Posted Oct 22 2008 9:31pm

My good friend Gale Wilson-Steele and her new companyCareSeek, Inc. have launched NursesRateDoctors.com, a social media networking platform, focused on gathering nurse ratings and reviews of doctors.   The NursesRateDoctors online platform where nurses can anonymously join the site and provide their insights on physicians will accumulate a vast knowledge base of information critical to helping a patient seeking a provider.

NurseRateDoctors is campaigning nurses to participate and to encourage their peers to collectively write one million reviews.  In a survey of nurses conducted this year, 76.8% said they would rate providers and write reviews and 46% indicated that they would invite their friends to do the same.  The nurses agreeded to their top reasons for participating in the effort, with 91.3% feeling that "this is important information to share for the good of the public" and 92.8% feeling that "this provides an opportunity to applaud some great providers."  The information supplied by the nurses will create the foundation for a robust content resource at CareSeek.com that will stimulate the continued growth of online patient, nurse and doctor interaction and communication.

"There is more information available about i-Phones than there is about physicians", explains Gale.  "The patient is the most important participant in the care delivery process, and yet communication and information delivery traditionally has not been focused on the patient.  At some point, we all are patients, and we cannot be good healthcare consumers without access to relevant information."

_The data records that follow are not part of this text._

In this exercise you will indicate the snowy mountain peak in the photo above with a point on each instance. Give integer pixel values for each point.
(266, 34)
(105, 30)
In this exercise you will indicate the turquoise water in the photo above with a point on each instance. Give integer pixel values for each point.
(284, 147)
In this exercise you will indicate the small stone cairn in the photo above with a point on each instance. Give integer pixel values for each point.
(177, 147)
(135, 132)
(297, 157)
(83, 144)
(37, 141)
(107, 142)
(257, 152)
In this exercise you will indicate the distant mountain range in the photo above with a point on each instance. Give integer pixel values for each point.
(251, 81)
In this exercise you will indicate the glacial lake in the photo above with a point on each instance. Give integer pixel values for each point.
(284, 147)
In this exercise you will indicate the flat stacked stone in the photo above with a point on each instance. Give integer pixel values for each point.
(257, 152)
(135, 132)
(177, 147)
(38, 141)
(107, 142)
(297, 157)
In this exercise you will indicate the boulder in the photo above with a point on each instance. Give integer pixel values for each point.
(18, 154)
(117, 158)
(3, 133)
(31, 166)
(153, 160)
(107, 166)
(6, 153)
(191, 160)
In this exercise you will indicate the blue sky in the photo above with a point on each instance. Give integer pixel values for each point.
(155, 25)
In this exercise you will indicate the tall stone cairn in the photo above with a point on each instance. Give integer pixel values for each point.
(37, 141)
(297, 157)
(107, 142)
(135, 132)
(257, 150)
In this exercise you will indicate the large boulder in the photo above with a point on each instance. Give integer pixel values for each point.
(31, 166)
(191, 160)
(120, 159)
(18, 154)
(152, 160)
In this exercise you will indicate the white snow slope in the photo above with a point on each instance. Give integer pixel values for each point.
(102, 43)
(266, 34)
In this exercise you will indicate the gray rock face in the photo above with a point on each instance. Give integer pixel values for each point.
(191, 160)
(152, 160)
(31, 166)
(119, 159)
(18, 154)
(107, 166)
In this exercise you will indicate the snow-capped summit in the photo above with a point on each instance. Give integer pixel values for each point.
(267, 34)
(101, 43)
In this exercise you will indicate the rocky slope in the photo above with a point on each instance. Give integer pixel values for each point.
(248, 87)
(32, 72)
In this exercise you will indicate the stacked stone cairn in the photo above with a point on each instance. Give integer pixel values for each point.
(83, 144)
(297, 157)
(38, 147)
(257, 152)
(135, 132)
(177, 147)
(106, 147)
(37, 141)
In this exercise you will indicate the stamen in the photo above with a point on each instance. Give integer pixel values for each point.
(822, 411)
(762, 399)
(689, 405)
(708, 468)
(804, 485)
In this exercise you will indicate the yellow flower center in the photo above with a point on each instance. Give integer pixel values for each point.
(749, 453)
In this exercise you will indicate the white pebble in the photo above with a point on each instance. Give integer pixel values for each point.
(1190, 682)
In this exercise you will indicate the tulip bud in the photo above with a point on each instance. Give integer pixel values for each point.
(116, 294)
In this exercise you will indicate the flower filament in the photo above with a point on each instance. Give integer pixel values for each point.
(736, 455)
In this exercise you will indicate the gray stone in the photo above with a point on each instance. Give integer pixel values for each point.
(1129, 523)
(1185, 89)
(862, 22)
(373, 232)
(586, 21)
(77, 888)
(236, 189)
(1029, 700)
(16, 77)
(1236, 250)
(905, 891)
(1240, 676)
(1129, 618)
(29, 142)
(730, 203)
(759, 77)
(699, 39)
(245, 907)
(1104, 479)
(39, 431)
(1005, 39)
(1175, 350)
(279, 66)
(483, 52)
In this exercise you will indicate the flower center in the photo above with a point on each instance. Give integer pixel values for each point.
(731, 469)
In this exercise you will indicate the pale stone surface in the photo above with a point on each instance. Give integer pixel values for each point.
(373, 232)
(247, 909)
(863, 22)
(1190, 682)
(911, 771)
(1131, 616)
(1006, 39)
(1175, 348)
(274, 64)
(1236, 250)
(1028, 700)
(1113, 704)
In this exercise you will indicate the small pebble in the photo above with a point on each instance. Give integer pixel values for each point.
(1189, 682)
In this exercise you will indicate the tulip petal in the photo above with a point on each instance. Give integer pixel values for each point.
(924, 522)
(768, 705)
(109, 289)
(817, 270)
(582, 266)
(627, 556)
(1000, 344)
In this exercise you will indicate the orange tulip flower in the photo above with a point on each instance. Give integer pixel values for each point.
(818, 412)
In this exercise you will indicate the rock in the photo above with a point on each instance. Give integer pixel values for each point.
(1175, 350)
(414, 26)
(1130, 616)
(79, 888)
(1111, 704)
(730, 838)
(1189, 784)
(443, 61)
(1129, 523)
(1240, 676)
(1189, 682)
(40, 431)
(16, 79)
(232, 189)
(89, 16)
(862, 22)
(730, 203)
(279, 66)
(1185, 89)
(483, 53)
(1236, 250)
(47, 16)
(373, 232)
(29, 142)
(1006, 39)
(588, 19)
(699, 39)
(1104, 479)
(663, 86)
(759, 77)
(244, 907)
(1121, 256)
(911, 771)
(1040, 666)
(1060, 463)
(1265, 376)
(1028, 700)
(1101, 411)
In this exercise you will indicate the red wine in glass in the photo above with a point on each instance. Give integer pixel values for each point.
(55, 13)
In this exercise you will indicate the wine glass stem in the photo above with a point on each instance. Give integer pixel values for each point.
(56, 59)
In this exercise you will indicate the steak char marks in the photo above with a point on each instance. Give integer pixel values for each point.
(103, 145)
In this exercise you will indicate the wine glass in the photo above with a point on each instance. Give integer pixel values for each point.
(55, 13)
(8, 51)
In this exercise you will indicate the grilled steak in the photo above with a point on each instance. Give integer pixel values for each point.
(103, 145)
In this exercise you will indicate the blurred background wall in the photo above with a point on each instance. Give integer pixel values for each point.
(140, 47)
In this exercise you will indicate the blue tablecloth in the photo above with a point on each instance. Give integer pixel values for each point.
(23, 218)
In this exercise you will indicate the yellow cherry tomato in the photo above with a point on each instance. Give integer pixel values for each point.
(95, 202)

Gale continues, "NursesRateDoctors is critical to provide first hand information to patients from nurses who work with these medical professionals everyday.  With tools to protect their identity, nurses can share their opinions and perspectives about numerous doctors - both good and bad.  "Not every doctor is right for every patient, and part of finding the best healthcare partner is understanding more about a physician's style, office etiquette as well as clinical expertise.  Nurses not only have daily interactions with the doctors, but they see them in action with many patients."

So visit Gale's site and let me know what you think!  I'm particularly interested because Gale and I had many discussions about making this type of information available when she was still in the planning phase.  It is good to see the results of these efforts.